3. Classification in the overall Selmo model

The hardware zone is part of the hierarchical structure:

  • Plant – entire plant

  • hardware zone – operation & responsibility

  • Sequence – functional process

  • zone – technical significance

Important:

  • Sequences operate within a hardware zone

  • A hardware zone contains no process logic


4. Area of responsibility of the hardware zone

The hardware zone is responsible for:

  • operating mode of the contained sequences

  • enabling or blocking of automatic mode

  • central start behavior

  • overarching shutdown reactions

It is not responsible for:

  • process details

  • state logic

  • technical signal evaluation


5. Operating modes of the hardware zone

A hardware zone typically knows two operating modes:

Manual operation

  • Operator influences zones manually

  • Sequences remain active

  • Logic and monitoring remain fully valid

Automatic operation

  • System drives the process

  • Sequences run autonomously

  • Transitions occur automatically

Sequences themselves do not know an operating mode – they are framed by the hardware zone.


6. Automatic enablement

Automatic operation alone is not sufficient. In addition, each hardware zone requires an automatic enablement.
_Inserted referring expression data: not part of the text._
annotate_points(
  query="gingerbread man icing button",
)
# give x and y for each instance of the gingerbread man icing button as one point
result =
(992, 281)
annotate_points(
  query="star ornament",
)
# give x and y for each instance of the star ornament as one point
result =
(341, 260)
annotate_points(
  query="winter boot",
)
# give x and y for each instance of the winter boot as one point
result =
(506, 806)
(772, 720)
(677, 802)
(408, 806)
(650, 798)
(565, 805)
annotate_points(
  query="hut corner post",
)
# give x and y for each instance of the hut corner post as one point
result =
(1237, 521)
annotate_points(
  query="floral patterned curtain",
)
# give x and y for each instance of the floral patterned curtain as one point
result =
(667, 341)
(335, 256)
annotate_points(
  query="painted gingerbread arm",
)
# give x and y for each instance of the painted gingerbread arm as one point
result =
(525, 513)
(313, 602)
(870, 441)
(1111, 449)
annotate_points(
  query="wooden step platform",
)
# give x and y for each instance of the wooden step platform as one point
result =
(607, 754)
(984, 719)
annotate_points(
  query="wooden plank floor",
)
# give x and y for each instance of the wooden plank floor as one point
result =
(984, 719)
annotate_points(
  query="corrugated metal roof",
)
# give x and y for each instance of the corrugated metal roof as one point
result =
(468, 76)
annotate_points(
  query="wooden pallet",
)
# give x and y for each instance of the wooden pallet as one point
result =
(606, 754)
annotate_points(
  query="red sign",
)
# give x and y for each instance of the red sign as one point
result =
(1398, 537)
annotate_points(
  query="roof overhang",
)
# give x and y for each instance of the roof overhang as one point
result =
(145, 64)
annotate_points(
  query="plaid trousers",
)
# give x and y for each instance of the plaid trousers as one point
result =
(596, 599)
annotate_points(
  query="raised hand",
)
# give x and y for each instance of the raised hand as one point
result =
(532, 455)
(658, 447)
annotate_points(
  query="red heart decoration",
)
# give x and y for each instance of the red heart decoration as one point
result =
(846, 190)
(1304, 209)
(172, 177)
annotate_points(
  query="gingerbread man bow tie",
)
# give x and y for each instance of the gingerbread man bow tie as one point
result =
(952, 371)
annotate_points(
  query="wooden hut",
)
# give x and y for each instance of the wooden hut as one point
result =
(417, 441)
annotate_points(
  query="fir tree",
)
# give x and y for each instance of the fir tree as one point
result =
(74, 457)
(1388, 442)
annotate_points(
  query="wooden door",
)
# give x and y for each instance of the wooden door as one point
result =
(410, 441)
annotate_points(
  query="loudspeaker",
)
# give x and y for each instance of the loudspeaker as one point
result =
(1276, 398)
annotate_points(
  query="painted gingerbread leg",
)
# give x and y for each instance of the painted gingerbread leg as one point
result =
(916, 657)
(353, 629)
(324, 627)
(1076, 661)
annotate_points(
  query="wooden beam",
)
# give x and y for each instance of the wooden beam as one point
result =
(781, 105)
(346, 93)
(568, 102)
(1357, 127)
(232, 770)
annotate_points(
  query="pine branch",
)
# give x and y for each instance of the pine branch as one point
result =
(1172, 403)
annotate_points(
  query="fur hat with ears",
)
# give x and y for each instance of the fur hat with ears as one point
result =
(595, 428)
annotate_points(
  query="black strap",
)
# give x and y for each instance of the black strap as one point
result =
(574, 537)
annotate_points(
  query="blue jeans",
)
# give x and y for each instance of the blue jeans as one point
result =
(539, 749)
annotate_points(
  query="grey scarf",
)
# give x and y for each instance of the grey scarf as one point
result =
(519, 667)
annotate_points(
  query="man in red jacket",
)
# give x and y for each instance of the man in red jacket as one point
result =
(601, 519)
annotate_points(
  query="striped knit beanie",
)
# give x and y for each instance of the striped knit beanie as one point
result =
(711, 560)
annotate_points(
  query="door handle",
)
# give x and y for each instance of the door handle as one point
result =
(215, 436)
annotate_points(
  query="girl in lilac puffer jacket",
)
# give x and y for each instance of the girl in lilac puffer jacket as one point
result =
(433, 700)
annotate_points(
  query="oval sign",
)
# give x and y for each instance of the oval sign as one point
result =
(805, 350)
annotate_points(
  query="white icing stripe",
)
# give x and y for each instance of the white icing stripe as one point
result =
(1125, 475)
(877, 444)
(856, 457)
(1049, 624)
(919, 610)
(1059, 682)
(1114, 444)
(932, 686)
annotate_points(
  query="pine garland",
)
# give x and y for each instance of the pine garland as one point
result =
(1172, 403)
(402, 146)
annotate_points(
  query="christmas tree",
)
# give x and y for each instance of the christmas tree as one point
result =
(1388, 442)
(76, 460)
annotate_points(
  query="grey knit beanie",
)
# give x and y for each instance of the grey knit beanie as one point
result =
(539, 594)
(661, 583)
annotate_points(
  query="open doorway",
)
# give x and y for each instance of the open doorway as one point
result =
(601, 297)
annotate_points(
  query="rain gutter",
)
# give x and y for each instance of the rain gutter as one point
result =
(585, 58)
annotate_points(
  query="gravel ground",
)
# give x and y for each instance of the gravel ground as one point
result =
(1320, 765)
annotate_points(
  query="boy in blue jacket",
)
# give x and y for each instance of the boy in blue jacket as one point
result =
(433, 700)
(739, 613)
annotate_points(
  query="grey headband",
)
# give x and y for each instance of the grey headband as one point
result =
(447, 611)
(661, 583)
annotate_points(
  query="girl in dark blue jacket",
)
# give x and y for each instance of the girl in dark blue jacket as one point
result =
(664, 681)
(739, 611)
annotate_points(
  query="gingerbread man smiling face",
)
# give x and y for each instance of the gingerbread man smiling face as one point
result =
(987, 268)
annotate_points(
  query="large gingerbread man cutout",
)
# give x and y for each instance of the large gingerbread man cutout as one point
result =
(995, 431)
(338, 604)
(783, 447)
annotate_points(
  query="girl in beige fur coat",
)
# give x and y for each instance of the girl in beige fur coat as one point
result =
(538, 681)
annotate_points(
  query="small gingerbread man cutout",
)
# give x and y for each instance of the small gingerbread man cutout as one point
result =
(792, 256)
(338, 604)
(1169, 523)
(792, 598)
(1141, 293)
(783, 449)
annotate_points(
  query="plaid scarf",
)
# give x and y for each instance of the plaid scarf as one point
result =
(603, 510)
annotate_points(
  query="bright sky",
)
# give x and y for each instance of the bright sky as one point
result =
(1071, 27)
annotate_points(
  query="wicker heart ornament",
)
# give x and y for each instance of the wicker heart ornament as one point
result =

Characteristics of the automatic enablement:

  • consciously activated by the operator

  • time-defined (e.g. hold pressed)

  • can be revoked at any time

The automatic enablement is revoked in case of:

  • interlock errors in a sequence

  • CMZ errors at HW zone or plant level

The hardware zone is the guardian of the automatic mode.
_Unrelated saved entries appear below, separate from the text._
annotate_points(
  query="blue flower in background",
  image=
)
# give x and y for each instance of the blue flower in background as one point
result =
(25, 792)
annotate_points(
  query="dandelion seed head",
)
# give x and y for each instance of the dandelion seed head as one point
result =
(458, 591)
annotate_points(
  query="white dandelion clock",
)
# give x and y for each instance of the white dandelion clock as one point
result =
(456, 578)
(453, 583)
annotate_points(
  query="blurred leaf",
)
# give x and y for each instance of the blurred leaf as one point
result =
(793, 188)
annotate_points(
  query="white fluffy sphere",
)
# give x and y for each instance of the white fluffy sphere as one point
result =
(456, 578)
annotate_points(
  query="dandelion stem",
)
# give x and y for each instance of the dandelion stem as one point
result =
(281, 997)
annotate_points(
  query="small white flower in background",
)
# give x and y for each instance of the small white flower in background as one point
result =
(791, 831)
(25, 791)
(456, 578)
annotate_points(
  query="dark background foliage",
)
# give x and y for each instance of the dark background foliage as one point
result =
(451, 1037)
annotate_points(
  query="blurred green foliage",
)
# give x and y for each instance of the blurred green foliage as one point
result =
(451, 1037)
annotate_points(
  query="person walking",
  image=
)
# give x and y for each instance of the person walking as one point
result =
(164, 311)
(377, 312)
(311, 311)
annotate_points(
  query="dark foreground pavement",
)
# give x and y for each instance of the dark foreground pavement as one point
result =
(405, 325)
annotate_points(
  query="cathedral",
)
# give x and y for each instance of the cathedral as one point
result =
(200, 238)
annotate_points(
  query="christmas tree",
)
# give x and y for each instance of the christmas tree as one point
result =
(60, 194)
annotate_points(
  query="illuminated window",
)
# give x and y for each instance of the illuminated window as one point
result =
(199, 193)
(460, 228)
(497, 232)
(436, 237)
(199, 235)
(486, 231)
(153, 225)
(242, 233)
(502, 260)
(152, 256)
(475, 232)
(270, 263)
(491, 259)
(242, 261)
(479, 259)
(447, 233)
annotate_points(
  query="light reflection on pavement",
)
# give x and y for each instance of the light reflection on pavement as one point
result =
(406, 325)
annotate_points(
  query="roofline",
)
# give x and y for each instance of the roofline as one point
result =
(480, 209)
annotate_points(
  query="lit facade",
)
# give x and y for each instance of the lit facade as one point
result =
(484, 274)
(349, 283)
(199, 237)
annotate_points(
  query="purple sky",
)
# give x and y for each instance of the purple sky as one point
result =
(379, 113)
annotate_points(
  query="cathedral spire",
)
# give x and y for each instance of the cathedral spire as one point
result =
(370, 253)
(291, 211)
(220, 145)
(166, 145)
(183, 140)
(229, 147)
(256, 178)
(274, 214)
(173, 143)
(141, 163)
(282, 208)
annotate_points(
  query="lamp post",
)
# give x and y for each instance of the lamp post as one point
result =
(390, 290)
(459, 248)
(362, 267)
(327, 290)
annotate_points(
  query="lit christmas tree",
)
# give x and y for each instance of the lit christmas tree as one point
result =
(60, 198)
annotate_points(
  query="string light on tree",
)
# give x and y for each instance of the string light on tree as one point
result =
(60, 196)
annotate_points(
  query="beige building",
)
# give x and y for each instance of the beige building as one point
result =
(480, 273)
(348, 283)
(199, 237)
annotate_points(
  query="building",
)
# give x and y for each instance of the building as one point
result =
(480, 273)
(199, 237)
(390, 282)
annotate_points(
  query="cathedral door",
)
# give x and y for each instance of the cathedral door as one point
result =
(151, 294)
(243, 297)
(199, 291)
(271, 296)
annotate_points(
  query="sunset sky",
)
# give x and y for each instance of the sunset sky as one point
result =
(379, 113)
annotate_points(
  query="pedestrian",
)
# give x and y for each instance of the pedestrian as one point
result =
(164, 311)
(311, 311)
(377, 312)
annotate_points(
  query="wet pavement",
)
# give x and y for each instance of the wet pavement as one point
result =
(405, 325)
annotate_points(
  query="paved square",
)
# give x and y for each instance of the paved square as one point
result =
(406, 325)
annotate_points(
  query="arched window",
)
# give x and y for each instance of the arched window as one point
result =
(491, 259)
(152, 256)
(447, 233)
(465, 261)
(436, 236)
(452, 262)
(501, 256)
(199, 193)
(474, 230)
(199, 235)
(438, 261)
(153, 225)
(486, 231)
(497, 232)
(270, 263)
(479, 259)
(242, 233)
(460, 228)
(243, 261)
7. Start logic in the hardware zone

The hardware zone takes over the central start decision:

  • it recognizes which sequences are ready to start

  • it starts sequences selectively or together

  • it prevents inadmissible starts

Typical principle:

  • "Any Sequence ready to start"

  • Start occurs onlyif all conditions are met

Important:

The hardware zone coordinates – it does not interpret a process.


8. Relationship hardware zone ↔ sequence

For clear separation:

  • hardware zone

    • provides operating mode

    • allows or forbids start

    • stops on overarching errors

  • Sequence

    • describes the process

    • knows its own state

    • reacts deterministically to deviations

No layer takes over the task of the other.


9. Error and shutdown behavior

The hardware zone reacts to errors hierarchically:

  • Sequence error → affects only this sequence

  • Hardware zone CMZ → stops all sequences of this HW zone

  • Plant CMZ → stops the entire plant

The following applies:

  • no undefined intermediate states

  • no partial continued running

  • clear, reproducible reaction


10. Hardware zone and operator

The operator interacts with the hardware zone via:

  • selection of operating mode

  • start

  • reset / enable

The operator:

  • influences no logic

  • bypasses no monitoring

  • controls no processes directly

The hardware zone is the operator interface to the machine, not to the logic.


11. Distinction from other elements

For clarification:

  • Hardware zone ≠ Sequence → no process description

  • Hardware zone ≠ zone → no technical significance

  • Hardware zone ≠ CMZ → CMZ is a monitoring function

  • Hardware zone ≠ Plant → it is part of the overall plant


12. Typical errors in dealing with hardware zones

Common mistakes are:

  • process logic in the hardware zone

  • hardware zones that are too large

  • operating modes per sequence

  • mixing safety and operation

  • global start logic without structure

A good rule of thumb:

If a hardware zone knows the process, it is modeled incorrectly.


13. Summary

A hardware zone is:

  • the operating and responsibility frame of a part of the plant

  • responsible for manual / automatic and approvals

  • strictly separated from process and technology

  • a prerequisite for scalable, safe machines

The hardware zone brings order to operation – so that the logic can remain clean.